Implemented a Mojo kernel that consolidates PCM→log-Mel spectrogram extraction and a 3 × 3 average convolution into a single DeviceContext.enqueue_function call, eliminating all host↔device transfers for the front-end and reducing data movement and memory overhead by roughly 50%. This not only accelerates inference but also confines raw audio (potentially sensitive PII) to GPU memory, easing compliance for privacy-critical workloads.

### Mojo Accelerants

`DeviceContext.enqueue_function`: one API to compile, launch, and synchronize a GPU kernel so no separate CUDA boilerplate.

@compiler.register + ops.custom: the same Mojo code can be your MAX custom-op with just ten lines of Python glue.

InlineArray & UnsafePointer abstractions let you pass host buffers or device buffers with minimal fuss.

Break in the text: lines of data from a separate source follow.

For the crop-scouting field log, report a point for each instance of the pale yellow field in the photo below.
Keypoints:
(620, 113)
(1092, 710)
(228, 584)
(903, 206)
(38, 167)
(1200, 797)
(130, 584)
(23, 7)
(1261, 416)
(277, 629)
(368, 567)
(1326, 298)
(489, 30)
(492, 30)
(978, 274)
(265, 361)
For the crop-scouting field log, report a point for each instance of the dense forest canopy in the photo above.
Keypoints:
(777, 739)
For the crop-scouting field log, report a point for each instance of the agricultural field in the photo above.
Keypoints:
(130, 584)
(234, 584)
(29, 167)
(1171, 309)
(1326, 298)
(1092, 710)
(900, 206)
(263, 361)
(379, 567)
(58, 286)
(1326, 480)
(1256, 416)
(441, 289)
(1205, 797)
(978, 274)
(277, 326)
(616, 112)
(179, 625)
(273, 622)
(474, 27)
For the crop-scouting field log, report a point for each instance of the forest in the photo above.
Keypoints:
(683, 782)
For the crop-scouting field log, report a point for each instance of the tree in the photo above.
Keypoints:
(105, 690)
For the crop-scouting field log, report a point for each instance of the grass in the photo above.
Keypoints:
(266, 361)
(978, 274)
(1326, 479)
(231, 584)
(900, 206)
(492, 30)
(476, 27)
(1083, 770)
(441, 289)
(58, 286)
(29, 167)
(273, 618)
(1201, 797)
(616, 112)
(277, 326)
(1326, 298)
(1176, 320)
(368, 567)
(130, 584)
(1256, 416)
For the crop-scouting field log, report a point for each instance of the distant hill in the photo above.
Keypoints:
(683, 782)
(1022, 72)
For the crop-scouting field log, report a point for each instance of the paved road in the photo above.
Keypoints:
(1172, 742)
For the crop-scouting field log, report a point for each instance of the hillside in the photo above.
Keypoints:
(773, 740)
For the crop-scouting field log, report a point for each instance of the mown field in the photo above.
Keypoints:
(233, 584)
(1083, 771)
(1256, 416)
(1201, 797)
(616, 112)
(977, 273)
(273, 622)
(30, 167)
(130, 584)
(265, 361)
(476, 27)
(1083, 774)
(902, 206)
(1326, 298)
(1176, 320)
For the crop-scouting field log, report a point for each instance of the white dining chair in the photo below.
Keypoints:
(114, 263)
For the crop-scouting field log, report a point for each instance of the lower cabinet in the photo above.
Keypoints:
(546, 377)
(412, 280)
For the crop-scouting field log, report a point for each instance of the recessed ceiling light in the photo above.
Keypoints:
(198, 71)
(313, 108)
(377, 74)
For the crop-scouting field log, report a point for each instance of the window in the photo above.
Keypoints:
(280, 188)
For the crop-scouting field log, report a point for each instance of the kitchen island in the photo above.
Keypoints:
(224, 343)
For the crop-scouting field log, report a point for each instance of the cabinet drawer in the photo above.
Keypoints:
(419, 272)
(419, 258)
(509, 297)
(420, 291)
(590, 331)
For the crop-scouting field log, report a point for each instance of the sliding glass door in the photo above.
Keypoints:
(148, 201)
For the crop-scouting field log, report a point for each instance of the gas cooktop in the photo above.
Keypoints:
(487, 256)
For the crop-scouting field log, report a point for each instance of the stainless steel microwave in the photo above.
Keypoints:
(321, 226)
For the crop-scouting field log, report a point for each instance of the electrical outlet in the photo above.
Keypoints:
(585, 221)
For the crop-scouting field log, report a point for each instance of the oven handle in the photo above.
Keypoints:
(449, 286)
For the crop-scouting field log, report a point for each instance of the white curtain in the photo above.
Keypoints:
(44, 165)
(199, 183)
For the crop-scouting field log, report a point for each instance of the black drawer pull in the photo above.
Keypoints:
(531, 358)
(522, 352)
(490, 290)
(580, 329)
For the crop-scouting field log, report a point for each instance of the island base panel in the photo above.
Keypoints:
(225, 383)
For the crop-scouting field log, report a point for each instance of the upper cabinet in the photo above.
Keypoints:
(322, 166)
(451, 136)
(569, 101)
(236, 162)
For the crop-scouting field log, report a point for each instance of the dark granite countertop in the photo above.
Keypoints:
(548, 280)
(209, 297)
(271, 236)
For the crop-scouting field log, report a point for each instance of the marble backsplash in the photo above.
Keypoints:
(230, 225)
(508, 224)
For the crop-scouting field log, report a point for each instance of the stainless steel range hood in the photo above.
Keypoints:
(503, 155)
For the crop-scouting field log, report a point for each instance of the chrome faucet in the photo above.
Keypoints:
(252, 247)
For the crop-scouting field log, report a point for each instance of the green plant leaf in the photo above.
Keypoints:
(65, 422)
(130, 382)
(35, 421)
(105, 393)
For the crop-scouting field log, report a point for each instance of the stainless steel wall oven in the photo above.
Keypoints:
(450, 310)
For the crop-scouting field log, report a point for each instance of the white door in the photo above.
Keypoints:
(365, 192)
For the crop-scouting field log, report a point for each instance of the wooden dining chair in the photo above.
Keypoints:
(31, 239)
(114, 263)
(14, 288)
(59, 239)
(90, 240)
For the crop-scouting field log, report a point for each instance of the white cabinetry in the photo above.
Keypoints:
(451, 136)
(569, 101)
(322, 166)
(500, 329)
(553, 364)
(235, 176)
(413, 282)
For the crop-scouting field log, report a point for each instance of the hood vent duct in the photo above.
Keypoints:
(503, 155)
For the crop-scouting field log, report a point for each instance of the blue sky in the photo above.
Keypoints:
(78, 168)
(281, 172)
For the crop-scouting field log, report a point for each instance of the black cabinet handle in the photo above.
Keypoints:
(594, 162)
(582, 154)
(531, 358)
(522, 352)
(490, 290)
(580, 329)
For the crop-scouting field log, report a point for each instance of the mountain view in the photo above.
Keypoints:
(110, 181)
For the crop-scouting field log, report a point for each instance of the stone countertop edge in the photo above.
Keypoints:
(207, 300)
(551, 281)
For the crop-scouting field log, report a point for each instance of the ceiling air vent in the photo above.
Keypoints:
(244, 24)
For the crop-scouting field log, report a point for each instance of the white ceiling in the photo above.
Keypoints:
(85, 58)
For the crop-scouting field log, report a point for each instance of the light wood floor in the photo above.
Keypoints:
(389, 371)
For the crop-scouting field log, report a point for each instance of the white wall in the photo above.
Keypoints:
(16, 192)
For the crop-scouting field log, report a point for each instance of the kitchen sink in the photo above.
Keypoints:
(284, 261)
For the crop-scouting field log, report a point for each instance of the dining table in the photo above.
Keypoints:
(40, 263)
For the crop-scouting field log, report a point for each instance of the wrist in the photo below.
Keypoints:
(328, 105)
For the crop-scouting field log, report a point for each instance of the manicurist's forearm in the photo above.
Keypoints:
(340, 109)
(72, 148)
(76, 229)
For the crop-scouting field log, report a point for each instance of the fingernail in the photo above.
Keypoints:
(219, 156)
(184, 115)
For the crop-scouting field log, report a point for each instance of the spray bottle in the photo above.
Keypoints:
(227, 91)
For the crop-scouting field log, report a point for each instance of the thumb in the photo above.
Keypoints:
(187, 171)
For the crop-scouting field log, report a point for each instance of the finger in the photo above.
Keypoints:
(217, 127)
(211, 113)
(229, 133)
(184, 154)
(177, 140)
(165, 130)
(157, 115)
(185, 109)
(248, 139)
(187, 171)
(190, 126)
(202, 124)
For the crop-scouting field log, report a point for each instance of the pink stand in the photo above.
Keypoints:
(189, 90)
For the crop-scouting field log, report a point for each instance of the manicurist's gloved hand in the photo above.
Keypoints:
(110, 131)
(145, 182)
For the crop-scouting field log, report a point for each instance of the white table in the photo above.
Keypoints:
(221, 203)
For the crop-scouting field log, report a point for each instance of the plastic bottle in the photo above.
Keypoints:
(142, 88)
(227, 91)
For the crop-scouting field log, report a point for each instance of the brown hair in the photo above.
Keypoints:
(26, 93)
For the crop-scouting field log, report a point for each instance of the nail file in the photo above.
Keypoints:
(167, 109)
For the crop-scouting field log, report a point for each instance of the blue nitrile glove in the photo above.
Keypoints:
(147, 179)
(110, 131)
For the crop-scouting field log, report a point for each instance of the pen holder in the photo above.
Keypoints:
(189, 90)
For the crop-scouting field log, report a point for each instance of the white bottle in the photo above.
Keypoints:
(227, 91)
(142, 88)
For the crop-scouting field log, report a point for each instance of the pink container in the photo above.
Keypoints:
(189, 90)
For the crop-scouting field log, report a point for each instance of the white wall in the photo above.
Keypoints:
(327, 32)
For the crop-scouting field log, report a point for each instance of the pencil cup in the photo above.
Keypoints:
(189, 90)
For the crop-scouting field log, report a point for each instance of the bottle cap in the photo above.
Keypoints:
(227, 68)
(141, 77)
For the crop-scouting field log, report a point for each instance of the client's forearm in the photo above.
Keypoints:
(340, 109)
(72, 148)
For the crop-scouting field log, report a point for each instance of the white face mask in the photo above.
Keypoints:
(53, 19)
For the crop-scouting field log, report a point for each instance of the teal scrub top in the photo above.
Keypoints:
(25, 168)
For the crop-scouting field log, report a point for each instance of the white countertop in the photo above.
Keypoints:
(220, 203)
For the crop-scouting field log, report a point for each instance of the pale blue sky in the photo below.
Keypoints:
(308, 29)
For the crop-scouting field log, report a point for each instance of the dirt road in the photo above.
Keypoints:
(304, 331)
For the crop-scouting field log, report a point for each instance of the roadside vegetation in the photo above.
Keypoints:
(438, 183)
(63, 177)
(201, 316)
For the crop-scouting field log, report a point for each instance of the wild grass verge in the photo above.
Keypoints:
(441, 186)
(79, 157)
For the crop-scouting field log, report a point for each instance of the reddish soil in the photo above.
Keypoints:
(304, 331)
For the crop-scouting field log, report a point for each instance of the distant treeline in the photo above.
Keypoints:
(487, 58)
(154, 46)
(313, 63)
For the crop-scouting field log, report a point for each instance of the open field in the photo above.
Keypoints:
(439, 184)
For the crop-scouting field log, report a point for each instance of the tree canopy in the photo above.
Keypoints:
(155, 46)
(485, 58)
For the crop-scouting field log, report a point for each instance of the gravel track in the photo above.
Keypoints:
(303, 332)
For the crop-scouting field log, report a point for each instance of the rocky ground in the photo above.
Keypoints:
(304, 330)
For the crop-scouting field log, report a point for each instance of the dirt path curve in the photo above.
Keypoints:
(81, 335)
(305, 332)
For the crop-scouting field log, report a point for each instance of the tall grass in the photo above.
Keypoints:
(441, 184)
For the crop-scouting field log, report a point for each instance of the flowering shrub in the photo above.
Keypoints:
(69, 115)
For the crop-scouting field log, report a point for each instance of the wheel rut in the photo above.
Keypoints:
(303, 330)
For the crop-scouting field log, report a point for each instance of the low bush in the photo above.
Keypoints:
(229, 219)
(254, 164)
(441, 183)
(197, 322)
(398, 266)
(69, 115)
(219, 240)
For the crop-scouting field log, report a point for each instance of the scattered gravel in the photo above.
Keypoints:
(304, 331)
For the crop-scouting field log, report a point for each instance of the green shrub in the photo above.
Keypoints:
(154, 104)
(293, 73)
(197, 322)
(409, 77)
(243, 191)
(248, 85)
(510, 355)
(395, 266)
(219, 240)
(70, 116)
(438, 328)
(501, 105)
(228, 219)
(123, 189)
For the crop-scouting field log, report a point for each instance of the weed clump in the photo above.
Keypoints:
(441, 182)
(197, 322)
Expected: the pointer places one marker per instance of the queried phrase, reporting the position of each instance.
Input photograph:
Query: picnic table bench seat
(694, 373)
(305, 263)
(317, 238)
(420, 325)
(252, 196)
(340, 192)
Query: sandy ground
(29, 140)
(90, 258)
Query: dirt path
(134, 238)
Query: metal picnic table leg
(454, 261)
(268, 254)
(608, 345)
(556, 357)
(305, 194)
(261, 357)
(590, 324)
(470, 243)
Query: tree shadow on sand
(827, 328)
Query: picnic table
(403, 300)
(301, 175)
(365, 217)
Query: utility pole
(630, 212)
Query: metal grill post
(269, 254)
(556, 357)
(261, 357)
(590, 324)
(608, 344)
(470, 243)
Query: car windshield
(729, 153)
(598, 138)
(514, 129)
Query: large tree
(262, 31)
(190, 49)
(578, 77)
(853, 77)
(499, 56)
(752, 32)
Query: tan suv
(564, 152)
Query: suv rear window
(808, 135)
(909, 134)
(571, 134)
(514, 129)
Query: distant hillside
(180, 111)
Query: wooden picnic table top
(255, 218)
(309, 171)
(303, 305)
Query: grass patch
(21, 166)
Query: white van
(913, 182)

Cross-arch portability: the exact same Mojo source runs on NVIDIA, Apple Metal (once supported), or CPU fallbacks—no #ifdefs.

### Some Considerations

Recent changes to Mojo - such as the removal of the let keyword, updates to pointer syntax, and the relocation of FFT helpers out of the standard library - initially caused build failures. Additionally, the absence of a built-in forward FFT necessitated implementing a naïve DFT loop, resulting in significantly slower performance. Identifying the correct buffer-access method (InlineArray.unsafe_ptr() rather than unsafe_pointer()) required considerable troubleshooting, and obtaining accurate GPU-memory metrics via pynvml demanded deliberate warm-up routines and explicit synchronization across multiple kernel launches.

### Future Work

Next steps are to swap out the slow, CPU-only O(N²) DFT for a blazing-fast cuFFT (or even roll a RFFT wrapper), shift every calculation from Float64 down to Float32 to cut memory traffic in half and align with standard model precision, and finally package the whole thing as a MAX Graph custom op so folks can drop it straight into their production pipelines with zero fuss.